F. J. Oyler, of Iola, for the appellee.

Opinion:
The opinion of the court was delivered by
Dawson, J.:
The plaintiff was injured in the course of his employment as a section laborer on the defendant's interstate railway track. His petition alleged facts sufficient to constitute a cause of action under either the federal employers' liability act, the Kansas workmen's compensation act, or the Kansas railroad employers' liability act, and' perhaps under the common law. On motion of defendant, plaintiff was required to elect what law he would rely upon for a recovery, and he chose to base his right of action on the workmen's compensation act. Under that election, of course, the allegations' of the petition charging the employer with negligence became immaterial, and the cause proceeded to judgment upon the evidence relating to plaintiff's injuries.

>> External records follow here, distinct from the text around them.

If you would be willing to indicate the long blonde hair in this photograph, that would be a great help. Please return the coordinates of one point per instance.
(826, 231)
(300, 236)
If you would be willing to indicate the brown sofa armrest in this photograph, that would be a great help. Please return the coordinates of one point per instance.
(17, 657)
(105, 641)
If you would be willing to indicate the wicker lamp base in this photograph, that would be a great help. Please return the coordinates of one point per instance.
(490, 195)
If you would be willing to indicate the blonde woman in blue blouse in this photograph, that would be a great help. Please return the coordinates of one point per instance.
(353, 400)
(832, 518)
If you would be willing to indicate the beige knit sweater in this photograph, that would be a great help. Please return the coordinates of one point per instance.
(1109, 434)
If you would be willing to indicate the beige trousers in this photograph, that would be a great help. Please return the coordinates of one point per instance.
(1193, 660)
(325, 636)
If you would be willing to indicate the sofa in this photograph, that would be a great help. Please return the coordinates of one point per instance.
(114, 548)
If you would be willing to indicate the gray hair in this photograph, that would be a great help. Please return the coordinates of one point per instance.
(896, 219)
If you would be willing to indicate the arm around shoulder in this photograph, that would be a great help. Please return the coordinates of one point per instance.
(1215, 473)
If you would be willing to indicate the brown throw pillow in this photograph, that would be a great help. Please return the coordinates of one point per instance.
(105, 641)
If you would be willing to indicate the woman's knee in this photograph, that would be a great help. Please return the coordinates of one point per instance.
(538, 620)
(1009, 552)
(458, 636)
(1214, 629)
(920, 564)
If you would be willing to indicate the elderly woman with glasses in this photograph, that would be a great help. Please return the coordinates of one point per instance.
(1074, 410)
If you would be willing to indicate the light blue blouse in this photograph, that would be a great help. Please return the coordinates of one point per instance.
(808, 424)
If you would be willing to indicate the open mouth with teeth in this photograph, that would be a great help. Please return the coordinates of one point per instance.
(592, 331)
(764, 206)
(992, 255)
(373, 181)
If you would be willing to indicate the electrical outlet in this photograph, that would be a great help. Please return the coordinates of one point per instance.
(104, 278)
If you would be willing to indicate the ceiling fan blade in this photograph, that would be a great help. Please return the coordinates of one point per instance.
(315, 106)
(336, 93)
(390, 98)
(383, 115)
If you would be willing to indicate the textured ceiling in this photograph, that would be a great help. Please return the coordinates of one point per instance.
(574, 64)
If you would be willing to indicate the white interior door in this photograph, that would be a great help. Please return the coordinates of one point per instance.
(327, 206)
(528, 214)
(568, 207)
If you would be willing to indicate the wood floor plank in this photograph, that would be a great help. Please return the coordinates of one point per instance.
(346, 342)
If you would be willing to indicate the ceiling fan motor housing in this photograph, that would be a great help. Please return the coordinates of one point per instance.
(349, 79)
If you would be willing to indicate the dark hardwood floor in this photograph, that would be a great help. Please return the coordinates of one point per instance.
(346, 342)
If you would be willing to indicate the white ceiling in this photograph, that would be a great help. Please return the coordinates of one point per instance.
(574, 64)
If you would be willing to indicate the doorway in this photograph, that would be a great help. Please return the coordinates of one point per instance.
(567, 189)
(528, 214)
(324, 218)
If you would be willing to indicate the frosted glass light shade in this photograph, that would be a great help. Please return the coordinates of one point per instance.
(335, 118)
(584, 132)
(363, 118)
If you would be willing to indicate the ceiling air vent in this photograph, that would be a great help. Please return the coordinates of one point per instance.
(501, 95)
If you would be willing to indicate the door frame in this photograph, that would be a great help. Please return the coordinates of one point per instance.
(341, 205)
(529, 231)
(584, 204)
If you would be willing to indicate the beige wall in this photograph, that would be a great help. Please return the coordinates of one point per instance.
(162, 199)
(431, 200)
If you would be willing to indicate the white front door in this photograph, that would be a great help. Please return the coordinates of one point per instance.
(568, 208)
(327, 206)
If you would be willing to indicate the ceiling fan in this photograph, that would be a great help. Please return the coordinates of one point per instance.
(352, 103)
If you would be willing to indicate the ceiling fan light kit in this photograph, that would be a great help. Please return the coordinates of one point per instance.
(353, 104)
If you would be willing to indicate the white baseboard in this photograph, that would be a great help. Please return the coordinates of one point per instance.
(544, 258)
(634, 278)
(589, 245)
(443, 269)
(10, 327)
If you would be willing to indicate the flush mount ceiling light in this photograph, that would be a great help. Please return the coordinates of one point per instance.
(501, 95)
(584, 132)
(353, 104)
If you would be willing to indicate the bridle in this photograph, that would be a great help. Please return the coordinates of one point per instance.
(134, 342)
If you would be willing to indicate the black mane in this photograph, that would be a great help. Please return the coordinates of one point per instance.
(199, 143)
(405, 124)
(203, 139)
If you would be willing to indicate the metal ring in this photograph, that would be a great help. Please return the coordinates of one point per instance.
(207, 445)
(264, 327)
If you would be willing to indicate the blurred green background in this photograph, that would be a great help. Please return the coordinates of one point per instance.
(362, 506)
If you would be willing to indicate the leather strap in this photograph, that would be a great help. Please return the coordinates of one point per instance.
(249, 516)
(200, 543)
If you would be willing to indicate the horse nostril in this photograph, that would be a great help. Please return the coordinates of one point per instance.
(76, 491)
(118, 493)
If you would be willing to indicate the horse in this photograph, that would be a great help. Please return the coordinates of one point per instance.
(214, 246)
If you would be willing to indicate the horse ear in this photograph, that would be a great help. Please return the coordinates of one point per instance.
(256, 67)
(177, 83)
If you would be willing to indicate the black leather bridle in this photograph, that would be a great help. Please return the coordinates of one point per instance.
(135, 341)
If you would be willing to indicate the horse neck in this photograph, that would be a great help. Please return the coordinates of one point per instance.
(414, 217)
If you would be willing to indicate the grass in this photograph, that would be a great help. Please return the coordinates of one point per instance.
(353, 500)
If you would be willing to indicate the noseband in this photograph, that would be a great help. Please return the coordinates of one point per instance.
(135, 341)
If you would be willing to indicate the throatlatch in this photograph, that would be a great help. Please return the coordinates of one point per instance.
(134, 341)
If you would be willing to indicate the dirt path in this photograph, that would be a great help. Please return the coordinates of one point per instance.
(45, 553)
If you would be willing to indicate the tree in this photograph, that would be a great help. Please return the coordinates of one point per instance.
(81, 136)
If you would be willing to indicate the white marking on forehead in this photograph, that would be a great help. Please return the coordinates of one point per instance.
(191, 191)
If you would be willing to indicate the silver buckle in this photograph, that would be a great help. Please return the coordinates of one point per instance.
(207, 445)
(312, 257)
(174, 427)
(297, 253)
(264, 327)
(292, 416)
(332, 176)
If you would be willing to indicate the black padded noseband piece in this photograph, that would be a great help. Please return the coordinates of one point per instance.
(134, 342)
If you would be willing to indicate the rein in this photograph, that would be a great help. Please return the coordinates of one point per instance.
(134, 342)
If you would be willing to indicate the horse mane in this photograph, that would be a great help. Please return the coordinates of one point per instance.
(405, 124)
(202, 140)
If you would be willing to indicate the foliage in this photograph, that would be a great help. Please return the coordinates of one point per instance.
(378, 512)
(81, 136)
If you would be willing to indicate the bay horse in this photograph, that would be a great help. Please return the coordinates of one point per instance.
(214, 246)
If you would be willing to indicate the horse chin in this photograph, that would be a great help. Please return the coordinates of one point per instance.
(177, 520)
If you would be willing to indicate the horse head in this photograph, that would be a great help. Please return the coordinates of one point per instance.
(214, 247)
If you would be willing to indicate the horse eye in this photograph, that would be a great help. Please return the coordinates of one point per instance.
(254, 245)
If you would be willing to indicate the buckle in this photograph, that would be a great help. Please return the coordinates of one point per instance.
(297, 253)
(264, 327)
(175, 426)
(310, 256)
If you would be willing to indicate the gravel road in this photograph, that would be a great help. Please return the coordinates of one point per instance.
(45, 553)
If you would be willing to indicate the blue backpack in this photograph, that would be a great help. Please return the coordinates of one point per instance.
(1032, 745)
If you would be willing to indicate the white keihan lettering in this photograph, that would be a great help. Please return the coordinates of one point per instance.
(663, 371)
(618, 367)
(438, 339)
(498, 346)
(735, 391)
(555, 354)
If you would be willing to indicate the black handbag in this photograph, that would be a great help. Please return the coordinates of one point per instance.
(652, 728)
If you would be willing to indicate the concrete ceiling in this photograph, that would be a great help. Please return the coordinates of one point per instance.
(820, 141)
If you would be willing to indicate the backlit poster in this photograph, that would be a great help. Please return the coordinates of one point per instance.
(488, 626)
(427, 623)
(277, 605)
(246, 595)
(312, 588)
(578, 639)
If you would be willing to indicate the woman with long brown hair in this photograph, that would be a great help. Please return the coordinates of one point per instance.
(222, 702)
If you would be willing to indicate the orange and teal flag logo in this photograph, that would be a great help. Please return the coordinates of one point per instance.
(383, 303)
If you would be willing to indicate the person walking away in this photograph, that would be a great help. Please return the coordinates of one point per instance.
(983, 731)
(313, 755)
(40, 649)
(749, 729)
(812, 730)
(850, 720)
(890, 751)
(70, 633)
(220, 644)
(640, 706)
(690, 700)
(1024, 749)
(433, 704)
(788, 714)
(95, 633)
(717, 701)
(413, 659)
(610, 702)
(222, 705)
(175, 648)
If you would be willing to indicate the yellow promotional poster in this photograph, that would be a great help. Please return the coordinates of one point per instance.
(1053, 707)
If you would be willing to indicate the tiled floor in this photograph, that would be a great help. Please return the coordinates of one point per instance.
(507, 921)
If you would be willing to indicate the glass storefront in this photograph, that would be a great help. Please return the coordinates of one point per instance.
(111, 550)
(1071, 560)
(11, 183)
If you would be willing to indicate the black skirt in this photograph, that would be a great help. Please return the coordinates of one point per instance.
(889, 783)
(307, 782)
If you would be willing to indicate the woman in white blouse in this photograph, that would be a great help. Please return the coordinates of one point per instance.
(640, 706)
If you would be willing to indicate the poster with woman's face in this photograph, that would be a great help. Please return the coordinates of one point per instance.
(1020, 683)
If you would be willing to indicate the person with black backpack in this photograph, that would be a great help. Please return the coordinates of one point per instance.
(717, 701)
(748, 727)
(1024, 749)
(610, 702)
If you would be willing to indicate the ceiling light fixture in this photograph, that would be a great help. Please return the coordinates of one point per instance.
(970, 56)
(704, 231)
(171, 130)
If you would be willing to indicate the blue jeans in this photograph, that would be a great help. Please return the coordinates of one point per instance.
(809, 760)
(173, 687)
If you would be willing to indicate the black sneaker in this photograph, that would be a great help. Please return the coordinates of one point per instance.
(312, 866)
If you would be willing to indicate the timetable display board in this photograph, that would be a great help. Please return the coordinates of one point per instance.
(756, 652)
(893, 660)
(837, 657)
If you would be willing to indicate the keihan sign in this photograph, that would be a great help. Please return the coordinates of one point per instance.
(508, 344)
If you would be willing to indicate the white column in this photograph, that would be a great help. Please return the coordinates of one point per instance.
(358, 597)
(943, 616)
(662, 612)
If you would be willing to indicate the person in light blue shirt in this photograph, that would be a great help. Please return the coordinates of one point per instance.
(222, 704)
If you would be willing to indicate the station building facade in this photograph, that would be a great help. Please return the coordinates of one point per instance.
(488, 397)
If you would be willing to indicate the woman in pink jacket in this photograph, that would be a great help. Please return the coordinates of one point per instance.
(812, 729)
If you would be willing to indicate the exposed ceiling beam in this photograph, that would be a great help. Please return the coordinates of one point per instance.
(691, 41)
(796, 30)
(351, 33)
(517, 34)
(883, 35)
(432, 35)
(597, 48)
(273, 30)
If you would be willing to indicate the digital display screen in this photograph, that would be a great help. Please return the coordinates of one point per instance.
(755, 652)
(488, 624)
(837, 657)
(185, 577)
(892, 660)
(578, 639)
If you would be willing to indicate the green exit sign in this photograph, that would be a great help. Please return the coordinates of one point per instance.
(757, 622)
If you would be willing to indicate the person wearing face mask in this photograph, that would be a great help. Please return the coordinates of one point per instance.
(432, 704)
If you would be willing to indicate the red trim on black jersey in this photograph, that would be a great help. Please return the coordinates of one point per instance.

Judgment was entered for plaintiff on December 9, 1916, at which time the trial court followed the best light then available on the law of the case — that line of decisions which held that until congress should see fit to legislate on the subject of compensation for injuries to workmen engaged in interstate com-, merce where their employers were not at fault, that field might properly be occupied by state legislation. (Rounsaville v. Cen tral R. R. Co., 87 N. J. L. 371; Matter of Winfield v. N. Y. C. & H. R. R. R. Co., 216 N. Y. 284, Ann. Cas. 1916A, 817.) Since then, however, the Winfield case, supra, has been reversed by the supreme court of the United States (New York Central R. R. Co. v. Winfield, 244 U. S. 147), that court deciding that the liabilities of interstate railroad companies to' make compensation for personal injuries to their employees engaged in interstate commerce are regulated both inclusively and exclusively by the federal employers' liability act, and that no field remains for state legislation on this subject "even in respect of injuries occurring without fault, as to which the federal act provides no remedy." (Syl. ¶ 1.)
It is therefore needless to discuss the subject, and it must be held that our state workmen's compensation act does not extend to cases where workmen engaged in interstate commerce are injured in the course of their employment without their employer's fault.
Reversed and remanded with instructions to enter judgment for defendant.